What is only voidable and not void cannot be held as invalid until it has been rescinded. It is not enough to avoid the contract, that nothing is done to affirm it, it must be disaffirmed. In Deposit Life Assurance Co. v. Ayscough [6 E. & B. 761], the defence was that the contract was induced by fraud and Lord Campbell C.J. said: —
 
It is now well settled that a contract tainted by fraud is not void, but only voidable at the election of the party defrauded.

See also Allcroft v. Adams (1907), 38 S.C.R. 365, at pp. 375-76, per Idington J.; Racicot v. Bertrand, [1979] 1 S.C.R. 441, at p. 453, citing United Shoe Machinery Company of Canada v. Brunet, [1909] A.C. 330 (P.C.), at p. 339.
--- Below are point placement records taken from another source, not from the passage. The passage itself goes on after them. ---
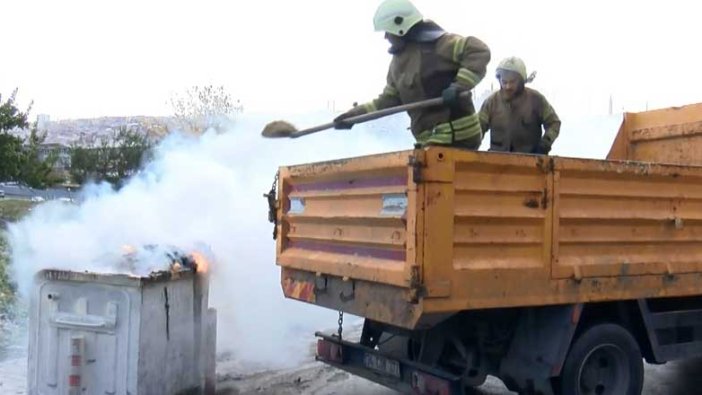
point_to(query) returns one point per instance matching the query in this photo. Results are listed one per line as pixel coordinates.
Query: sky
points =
(78, 59)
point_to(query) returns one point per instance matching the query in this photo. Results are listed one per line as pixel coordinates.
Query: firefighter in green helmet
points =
(515, 115)
(428, 62)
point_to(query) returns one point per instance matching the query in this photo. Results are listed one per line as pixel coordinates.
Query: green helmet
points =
(513, 64)
(396, 17)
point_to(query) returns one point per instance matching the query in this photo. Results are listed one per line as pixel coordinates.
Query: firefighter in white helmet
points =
(515, 115)
(428, 62)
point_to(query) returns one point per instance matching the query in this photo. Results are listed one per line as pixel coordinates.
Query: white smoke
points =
(209, 190)
(204, 190)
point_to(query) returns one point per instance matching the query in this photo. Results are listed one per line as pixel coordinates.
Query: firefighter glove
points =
(451, 95)
(543, 148)
(339, 122)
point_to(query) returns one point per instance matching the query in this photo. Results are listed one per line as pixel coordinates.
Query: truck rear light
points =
(426, 384)
(329, 351)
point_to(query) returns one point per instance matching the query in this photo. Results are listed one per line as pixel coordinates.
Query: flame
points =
(203, 265)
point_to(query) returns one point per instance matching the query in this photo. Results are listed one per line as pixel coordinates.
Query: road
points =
(675, 378)
(21, 192)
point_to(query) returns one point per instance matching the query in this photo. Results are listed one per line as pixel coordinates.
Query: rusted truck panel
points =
(408, 237)
(670, 135)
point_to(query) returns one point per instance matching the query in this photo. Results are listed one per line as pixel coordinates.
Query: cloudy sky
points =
(93, 58)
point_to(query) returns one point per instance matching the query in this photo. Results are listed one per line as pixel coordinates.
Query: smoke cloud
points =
(203, 191)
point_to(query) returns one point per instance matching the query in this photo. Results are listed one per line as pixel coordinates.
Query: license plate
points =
(382, 364)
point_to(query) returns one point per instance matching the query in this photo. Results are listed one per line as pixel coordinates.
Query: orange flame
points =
(203, 265)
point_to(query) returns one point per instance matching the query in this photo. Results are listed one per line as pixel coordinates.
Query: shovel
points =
(277, 129)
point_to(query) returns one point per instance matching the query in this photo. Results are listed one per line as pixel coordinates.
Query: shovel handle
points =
(377, 114)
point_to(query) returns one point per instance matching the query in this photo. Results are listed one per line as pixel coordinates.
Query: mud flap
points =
(539, 348)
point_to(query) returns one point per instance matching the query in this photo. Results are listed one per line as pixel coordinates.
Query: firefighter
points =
(515, 114)
(428, 62)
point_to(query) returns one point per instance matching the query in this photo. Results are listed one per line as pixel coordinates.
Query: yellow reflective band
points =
(463, 128)
(458, 48)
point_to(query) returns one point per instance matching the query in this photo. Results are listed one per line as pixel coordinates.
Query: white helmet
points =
(396, 17)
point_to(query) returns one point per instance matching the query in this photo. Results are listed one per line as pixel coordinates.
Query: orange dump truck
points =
(557, 275)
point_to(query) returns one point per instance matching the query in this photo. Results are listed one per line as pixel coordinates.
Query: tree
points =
(10, 116)
(35, 170)
(20, 159)
(112, 159)
(203, 107)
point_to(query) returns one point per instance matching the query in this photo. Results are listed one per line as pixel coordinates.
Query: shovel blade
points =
(277, 129)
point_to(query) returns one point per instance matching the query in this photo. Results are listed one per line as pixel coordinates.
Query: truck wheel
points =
(604, 360)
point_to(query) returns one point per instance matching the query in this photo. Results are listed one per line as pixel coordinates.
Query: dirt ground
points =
(675, 378)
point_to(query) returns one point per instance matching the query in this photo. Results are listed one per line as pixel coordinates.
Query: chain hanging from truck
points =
(341, 324)
(272, 205)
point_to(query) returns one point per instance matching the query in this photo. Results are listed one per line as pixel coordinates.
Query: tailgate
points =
(352, 218)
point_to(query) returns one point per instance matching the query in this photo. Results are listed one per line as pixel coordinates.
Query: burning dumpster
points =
(95, 333)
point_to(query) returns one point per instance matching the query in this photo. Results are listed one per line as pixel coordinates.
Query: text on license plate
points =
(381, 364)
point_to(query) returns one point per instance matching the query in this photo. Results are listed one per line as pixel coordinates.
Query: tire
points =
(604, 360)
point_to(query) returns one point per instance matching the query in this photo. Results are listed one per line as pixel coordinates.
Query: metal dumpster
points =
(119, 334)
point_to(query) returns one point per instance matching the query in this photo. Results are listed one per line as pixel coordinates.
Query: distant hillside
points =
(68, 132)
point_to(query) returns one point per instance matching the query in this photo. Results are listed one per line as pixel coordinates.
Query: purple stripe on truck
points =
(350, 184)
(373, 252)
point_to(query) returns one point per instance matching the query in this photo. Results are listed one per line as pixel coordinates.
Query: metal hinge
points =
(416, 165)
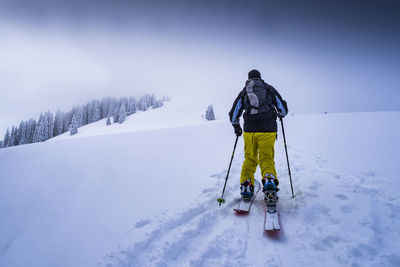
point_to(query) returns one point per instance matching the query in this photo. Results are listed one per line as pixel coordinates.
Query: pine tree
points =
(108, 122)
(7, 138)
(58, 123)
(73, 128)
(210, 113)
(116, 113)
(49, 122)
(122, 114)
(30, 131)
(22, 133)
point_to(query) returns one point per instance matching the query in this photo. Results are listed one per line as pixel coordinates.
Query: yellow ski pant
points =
(258, 150)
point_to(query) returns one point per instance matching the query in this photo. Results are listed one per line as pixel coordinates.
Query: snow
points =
(143, 193)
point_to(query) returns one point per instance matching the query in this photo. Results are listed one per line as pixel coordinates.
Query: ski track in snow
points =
(321, 224)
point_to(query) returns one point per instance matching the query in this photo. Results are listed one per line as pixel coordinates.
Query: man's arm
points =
(237, 109)
(280, 104)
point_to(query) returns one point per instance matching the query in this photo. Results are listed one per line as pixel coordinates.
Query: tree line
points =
(48, 125)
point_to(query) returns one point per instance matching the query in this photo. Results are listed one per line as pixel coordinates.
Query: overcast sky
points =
(334, 56)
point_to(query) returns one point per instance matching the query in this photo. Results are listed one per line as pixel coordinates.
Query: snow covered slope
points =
(144, 194)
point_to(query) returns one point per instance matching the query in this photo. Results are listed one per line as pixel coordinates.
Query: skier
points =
(262, 104)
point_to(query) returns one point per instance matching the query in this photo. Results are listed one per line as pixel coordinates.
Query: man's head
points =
(254, 74)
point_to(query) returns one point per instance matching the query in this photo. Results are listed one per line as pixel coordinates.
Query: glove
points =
(238, 129)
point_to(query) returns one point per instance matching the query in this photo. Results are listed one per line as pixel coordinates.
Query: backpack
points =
(258, 100)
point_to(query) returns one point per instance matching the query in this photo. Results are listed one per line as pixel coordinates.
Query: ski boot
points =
(270, 190)
(247, 190)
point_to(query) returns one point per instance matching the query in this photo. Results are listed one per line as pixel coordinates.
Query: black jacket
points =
(261, 123)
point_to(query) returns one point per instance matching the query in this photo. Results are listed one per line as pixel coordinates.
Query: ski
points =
(271, 220)
(244, 206)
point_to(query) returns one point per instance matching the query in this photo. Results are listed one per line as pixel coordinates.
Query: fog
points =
(331, 56)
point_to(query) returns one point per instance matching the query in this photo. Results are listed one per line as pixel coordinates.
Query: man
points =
(262, 104)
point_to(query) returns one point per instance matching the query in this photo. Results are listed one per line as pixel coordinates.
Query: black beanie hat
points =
(254, 74)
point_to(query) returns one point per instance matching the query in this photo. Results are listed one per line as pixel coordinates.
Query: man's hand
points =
(238, 129)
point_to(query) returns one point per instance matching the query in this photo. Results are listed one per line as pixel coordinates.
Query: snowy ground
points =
(144, 194)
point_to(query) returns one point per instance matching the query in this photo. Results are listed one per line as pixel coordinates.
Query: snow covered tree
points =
(73, 128)
(122, 114)
(22, 133)
(116, 113)
(108, 121)
(142, 105)
(210, 113)
(49, 125)
(30, 131)
(38, 135)
(131, 106)
(58, 123)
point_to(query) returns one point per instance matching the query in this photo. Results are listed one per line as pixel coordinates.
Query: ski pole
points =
(221, 199)
(287, 157)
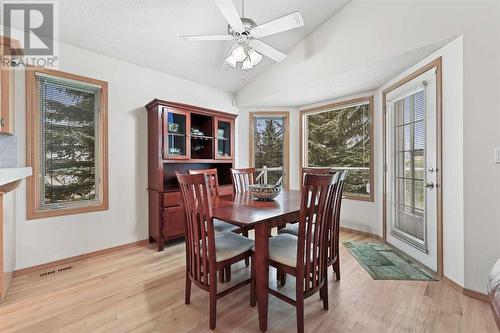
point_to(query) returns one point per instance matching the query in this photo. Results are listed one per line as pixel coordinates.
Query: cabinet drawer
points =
(172, 199)
(174, 220)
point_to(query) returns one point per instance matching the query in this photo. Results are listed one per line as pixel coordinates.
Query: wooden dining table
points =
(243, 210)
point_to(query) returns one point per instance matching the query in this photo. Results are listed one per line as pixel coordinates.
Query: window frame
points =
(286, 140)
(33, 146)
(332, 107)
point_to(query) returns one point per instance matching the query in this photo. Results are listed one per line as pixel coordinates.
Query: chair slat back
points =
(242, 178)
(200, 241)
(334, 219)
(317, 200)
(212, 179)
[46]                          When an agreement is induced by fraud, it is the innocent party's consent to the agreement that has been fraudulently obtained. As Professor Fridman says, "[a] contract resulting from a fraudulent misrepresentation may be avoided by the victim of the fraud. In such instances the apparent consent by the innocent party to the contract and its terms, is not a real consent [and it] may be revoked at his option" (p. 286 (footnotes omitted)). However, since the decision to revoke the consent and avoid the contract falls to the innocent party, that party may elect to waive the fraud and not to avoid the contract (Swan, at p. 657).